Coup de théâtre en Thaïlande: le premier ministre Samak Sundaravej, qui tient tête depuis deux semaines aux opposants de droite voués à sa chute, a été destitué hier par la Cour constitutionnelle pour son amour excessif de la cuisine.

Accusé d'avoir accepté de l'argent pour deux émissions culinaires télévisées où il était en vedette, Samak a été déclaré coupable de conflit d'intérêts à l'unanimité des neuf juges de la Cour.

Samak, 73 ans, passionné de cuisine et au pouvoir depuis à peine sept mois, a été reconnu coupable d'avoir été payé par la maison de production Face Media, pour deux émissions culinaires télévisées (Goûter et Râler et Tous à table à 06h00).

«Le premier ministre a violé l'article 167 de la Constitution et ses fonctions cessent. Comme son statut ministériel n'est plus, l'ensemble du gouvernement doit partir», dit le verdict lu à la télévision par le juge Chat Chonlaworn, président de la Cour constitutionnelle.

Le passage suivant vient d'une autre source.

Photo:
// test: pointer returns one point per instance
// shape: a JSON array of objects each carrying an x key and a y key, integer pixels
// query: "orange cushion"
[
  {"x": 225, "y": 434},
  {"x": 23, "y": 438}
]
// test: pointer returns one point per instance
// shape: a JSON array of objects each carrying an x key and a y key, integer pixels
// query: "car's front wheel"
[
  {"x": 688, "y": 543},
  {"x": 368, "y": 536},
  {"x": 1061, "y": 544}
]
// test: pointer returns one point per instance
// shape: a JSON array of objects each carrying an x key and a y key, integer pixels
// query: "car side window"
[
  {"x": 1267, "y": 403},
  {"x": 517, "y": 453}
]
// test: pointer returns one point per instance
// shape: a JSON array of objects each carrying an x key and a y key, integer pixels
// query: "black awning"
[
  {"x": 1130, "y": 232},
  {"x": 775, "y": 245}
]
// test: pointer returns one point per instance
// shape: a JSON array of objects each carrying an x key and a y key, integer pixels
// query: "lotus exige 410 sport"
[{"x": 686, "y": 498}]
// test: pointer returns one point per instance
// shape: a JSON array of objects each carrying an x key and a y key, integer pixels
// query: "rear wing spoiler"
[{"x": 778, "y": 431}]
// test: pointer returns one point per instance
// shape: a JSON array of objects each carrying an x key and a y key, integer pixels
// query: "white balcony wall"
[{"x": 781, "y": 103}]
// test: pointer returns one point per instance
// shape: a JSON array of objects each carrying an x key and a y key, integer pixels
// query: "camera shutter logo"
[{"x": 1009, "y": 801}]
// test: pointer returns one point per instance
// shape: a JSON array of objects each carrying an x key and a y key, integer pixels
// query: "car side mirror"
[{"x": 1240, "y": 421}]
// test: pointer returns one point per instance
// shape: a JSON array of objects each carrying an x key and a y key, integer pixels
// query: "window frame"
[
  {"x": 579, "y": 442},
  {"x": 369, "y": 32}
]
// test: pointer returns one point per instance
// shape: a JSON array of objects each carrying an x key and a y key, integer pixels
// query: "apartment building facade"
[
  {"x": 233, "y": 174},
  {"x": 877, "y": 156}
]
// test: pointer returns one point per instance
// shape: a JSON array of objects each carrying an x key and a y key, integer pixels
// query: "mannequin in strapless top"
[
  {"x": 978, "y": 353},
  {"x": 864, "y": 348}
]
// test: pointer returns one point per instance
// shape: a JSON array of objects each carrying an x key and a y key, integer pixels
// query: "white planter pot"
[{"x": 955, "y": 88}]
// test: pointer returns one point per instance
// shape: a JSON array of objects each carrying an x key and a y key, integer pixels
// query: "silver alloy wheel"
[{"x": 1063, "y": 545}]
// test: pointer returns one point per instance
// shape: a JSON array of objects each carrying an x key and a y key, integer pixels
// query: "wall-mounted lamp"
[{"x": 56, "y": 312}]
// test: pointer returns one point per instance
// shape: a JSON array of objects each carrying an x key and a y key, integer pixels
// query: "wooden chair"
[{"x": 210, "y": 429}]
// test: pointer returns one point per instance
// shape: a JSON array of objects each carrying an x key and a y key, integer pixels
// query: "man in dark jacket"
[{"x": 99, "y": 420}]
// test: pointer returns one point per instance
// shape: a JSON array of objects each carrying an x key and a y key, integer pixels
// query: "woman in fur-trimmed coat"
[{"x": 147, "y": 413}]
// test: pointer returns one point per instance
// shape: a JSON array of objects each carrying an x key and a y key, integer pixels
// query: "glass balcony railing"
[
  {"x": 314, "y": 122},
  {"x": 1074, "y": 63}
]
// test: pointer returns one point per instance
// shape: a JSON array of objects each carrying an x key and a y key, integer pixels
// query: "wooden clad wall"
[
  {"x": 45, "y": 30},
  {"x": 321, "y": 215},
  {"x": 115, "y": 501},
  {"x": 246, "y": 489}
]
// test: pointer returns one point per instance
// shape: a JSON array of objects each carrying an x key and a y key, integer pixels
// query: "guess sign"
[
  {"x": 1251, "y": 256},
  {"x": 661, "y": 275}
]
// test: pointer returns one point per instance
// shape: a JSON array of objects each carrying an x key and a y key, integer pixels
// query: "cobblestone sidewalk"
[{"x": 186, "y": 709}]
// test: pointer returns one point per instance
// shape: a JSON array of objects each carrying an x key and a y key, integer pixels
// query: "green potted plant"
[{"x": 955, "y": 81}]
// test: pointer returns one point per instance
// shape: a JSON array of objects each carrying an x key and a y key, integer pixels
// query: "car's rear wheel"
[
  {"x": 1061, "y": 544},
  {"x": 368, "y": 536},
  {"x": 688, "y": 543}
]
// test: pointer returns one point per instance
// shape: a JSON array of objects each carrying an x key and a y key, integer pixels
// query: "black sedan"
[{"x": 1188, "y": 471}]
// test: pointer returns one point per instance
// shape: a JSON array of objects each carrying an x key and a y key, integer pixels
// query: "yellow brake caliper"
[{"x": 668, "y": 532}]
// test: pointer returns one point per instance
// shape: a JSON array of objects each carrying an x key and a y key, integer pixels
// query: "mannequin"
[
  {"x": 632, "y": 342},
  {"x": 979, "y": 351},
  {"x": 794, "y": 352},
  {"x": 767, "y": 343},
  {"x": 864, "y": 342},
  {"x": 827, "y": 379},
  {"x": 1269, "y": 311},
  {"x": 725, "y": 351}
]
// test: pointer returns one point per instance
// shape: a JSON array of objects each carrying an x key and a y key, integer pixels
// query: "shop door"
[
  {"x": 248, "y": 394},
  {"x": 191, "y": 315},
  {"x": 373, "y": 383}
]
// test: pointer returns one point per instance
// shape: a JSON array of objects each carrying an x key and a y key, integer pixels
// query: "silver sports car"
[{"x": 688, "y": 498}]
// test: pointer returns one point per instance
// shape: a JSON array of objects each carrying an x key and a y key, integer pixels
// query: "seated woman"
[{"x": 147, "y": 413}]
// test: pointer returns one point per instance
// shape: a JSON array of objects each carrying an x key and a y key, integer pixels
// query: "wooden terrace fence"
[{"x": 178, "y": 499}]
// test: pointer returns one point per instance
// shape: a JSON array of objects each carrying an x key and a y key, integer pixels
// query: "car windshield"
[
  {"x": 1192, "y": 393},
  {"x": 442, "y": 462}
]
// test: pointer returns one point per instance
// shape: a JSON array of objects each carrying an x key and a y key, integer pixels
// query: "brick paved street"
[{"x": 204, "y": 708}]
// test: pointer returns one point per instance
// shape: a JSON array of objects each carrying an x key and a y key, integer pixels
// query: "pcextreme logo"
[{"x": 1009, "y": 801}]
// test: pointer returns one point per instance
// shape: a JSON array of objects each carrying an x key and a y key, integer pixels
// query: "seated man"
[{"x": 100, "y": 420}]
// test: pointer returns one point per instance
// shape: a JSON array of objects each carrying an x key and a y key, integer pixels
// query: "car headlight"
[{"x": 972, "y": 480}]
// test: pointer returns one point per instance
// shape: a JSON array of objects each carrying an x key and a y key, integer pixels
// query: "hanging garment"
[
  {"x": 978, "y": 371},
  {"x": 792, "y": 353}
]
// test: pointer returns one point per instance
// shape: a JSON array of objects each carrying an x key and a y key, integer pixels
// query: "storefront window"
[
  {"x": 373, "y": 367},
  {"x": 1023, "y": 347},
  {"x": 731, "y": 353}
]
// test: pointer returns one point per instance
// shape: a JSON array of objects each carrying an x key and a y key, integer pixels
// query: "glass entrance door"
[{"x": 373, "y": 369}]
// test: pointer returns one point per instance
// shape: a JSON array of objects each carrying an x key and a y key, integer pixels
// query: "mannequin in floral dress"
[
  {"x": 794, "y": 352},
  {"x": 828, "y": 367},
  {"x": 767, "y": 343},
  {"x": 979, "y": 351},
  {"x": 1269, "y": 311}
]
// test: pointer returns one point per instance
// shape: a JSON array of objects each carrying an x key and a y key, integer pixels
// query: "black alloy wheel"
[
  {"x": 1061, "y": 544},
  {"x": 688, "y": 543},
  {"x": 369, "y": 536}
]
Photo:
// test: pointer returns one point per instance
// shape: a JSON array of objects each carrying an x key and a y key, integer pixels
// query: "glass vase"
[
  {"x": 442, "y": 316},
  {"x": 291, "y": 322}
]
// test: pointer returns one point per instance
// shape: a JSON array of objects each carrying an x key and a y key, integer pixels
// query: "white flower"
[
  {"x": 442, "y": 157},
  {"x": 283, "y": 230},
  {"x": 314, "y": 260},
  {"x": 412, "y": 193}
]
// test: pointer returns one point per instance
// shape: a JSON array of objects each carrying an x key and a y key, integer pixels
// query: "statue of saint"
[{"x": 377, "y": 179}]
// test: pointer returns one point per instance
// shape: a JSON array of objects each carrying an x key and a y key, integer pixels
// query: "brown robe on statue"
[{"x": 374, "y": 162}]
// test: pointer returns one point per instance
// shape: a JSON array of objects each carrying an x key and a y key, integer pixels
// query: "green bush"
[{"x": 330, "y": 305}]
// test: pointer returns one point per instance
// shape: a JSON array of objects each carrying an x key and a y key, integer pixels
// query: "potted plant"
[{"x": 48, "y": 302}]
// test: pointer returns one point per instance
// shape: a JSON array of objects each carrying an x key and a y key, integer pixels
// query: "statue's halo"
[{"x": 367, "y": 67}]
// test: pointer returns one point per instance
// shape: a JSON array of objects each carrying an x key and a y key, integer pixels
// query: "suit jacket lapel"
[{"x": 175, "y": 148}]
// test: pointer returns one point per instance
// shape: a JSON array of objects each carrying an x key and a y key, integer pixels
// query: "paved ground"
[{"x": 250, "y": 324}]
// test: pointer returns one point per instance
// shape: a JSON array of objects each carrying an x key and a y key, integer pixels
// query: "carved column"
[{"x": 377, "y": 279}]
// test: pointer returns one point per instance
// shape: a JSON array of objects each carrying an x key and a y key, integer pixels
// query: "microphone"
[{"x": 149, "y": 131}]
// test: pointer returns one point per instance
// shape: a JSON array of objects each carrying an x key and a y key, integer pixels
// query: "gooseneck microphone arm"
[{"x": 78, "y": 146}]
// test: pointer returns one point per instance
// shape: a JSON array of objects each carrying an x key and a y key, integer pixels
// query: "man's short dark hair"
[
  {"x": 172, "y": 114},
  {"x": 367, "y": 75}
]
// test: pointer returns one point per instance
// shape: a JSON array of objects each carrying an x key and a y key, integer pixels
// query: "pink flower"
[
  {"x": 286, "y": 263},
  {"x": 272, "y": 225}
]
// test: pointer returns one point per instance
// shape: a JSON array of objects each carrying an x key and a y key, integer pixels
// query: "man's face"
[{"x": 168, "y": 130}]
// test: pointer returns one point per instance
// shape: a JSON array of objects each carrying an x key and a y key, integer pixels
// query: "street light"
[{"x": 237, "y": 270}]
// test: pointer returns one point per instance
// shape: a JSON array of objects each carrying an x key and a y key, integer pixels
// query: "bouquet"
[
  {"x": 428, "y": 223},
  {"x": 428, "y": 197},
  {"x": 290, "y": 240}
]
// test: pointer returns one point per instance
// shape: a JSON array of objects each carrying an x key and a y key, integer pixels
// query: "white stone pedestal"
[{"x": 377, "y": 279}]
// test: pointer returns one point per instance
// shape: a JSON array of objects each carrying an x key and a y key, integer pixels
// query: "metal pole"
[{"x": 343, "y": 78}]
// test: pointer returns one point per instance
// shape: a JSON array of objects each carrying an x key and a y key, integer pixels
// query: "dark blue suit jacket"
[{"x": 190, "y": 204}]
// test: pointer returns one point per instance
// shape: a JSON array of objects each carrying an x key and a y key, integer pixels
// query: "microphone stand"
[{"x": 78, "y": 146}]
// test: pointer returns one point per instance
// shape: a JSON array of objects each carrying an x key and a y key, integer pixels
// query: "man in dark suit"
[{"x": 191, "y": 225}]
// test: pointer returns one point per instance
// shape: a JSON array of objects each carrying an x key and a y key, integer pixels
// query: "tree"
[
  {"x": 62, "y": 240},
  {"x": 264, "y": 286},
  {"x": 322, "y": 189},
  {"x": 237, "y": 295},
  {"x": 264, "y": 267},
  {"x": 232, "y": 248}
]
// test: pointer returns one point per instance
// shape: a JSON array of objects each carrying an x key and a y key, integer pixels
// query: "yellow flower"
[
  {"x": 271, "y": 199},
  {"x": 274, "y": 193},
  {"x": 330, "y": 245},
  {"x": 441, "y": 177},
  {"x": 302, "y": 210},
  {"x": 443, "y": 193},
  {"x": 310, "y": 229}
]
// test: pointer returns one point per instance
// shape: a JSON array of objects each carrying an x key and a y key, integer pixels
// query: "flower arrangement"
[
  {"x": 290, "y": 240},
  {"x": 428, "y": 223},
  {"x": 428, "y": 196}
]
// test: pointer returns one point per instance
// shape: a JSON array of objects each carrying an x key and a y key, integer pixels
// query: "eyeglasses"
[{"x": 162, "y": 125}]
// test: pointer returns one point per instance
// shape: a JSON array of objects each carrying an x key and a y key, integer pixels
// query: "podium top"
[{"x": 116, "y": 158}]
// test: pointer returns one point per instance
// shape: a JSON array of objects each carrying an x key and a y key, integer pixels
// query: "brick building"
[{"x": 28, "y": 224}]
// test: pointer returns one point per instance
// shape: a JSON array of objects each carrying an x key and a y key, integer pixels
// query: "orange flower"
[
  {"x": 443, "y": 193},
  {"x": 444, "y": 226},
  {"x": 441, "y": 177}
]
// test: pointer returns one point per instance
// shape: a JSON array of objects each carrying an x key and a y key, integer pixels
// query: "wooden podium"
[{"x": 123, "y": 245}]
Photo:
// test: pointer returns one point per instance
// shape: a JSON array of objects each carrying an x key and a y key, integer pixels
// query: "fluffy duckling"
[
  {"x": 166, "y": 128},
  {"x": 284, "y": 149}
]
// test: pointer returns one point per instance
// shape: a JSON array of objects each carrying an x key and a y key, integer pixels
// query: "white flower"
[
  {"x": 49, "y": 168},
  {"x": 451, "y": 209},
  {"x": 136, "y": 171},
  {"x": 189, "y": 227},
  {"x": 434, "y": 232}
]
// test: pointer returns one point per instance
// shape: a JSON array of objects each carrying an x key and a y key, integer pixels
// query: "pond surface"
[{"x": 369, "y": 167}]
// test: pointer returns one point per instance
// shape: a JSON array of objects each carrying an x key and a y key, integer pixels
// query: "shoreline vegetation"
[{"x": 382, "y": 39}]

Au camp de tentes doté de téléviseurs et installé par ses opposants autour du palais du gouvernement au coeur de Bangkok, c'était la fête dans l'ambiance de foire avec fast food, concerts pop, discours et massages sous les cocotiers.

La crise se complique

Mais loin de mettre fin à la crise, ce verdict la complique un peu plus: Samak peut se succéder à lui-même et la coalition de six partis menée par son PPP a annoncé qu'elle proposerait son nom à la Chambre basse du Parlement, qui pourrait voter dès demain.

«L'infraction était insignifiante et n'était pas le résultat d'une mauvaise gestion», a déclaré un dirigeant du PPP, Witthaya Buranasiri.

Samak a dit à la Cour qu'il avait accepté de l'argent de Face Media seulement pour acheter des ingrédients et payer ses déplacements.

Ses opposants sont restés tout aussi fermes. «Si Samak est de nouveau premier ministre, nous resterons ici jusqu'à ce qu'il parte à la retraite», a lancé Somsak Kosaisuk, un leader des manifestants.

Les protestataires accusent Samak d'être une «marionnette» de l'ancien homme fort de la Thaïlande, Thaksin Shinawatra, renversé par un coup d'État en 2006 et qui s'est exilé en Grande-Bretagne pour fuir des accusations de corruption.

Selon la Cour, le gouvernement se limitera à gérer les affaires courantes jusqu'à l'élection du nouveau premier ministre par le Parlement.

L'intérim est assuré par Somchai Wongsawat, beau-frère de Thaksin, ce qui en soi garantit que les opposants ne sont pas prêts à désarmer.

Une «démocratie» des élites

Après deux semaines de siège au centre de Bangkok, la crise, qui entre dans une nouvelle phase, apparaît de plus en plus comme une épreuve de force entre un courant modernisateur, mais populiste et des clans réactionnaires accrochés à leurs privilèges.

Ainsi, la soi-disant Alliance populaire pour la démocratie (PAD), qui milite contre Samak, refuse la démocratie parlementaire et veut un Parlement nommé. Elle juge que les pauvres et les paysans sont des illettrés, naïfs et manipulables, dont Thaksin et Samak ont «acheté les votes» pour se hisser au pouvoir.

Thaksin, de son côté, ancien policier, est un milliardaire démagogique qui a trouvé le secret du pouvoir chez les paysans, tout en gérant sa fortune au-dessus des lois. Quant à Samak, fils d'aristocrate aux manières rustres, son nom reste lié au massacre de l'Université Thammassat en octobre 1976 quand il était ministre de l'Intérieur.

«Samak s'est mijoté une soupe chaude», titrait hier le Bangkok Post.